El reconocimiento del líder opositor venezolano como mandatario, que aún mantienen algunos países, emanaba de su condición de presidente del Parlamento. Pese a que Guaidó y su equipo han optado por mantener la continuidad de la Asamblea amparándose en la Constitución, en una maniobra un tanto enrevesada, el jefe de la diplomacia de los 27, Josep Borrell, ha optado por no dar pie al reconocimiento de otro Parlamento, aunque ha enfatizado el liderazgo de Guaidó y el compromiso de la UE con sus esfuerzos para restablecer la democracia en Venezuela, lo cual se antoja una decisión coherente.

La lucha de la oposición venezolana por lograr una salida a la crisis del país está fuera de cualquier duda. Es innegable que el chavismo ha hecho todo lo posible para que el contundente y legítimo triunfo de las parlamentarias de 2015 fuera en vano. La persecución y el trato al que han sido sometidos centenares de opositores todos estos años lo atestiguan. La comunidad internacional democrática debe seguir acompañando sus esfuerzos. No obstante, es evidente que la estrategia que ha liderado Guaidó los últimos dos años no ha dado los frutos esperados. El líder opositor contó con el apoyo de decenas de países, entre ellos España, parar lograr la salida de Nicolás Maduro del poder, la formación de un Gobierno de transición y la convocatoria de elecciones libres, que es el fin último al que se debe aspirar. El hecho de que la UE haya optado por no seguir reconociéndolo como presidente interino, lejos de ahondar en divisiones y críticas, debe servir para que la oposición, empezando por Guaidó, recoja el guante y canalice los esfuerzos de otra manera. En ese sentido, sería positivo que la nueva Administración de EE UU tuviese una posición similar.

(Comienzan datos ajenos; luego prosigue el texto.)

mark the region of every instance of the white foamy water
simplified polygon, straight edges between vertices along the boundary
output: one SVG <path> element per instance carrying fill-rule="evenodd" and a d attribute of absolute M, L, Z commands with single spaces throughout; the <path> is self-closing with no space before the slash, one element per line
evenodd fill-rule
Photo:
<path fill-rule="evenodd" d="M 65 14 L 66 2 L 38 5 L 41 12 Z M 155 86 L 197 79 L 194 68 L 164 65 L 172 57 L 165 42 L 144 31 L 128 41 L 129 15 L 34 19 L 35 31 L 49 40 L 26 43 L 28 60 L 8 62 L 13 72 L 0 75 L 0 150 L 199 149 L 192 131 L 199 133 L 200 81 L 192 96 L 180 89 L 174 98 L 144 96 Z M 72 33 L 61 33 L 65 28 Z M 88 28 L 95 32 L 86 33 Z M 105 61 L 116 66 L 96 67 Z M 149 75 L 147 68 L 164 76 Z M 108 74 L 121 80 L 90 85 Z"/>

La situación en Venezuela es calamitosa e insostenible. Y no se puede obviar que el mayor responsable de la deriva autoritaria del país ha sido todos estos años Nicolás Maduro, quien debería abandonar cuanto antes el poder. Por ello, hace bien la UE en lamentar la constitución de este Parlamento, consecuencia de unas elecciones no democráticas, que se celebraron pese al aplazamiento sugerido para poder garantizar condiciones de voto adecuadas y mandar una observación electoral.

En estas circunstancias, tanto la oposición como los países extranjeros que desean que Venezuela recobre la senda democrática deben reflexionar sobre cómo mejorar la estrategia para lograr ese objetivo. Especialmente importante es que la oposición que reclama democracia mantenga una unidad de acción. El chavismo, con su deriva autoritaria y pésima gestión, es el responsable de la crisis que ha hundido el país. La solución es democracia. Maduro ha demostrado no estar por la labor. Es preciso buscar nuevas vías para lograrlo.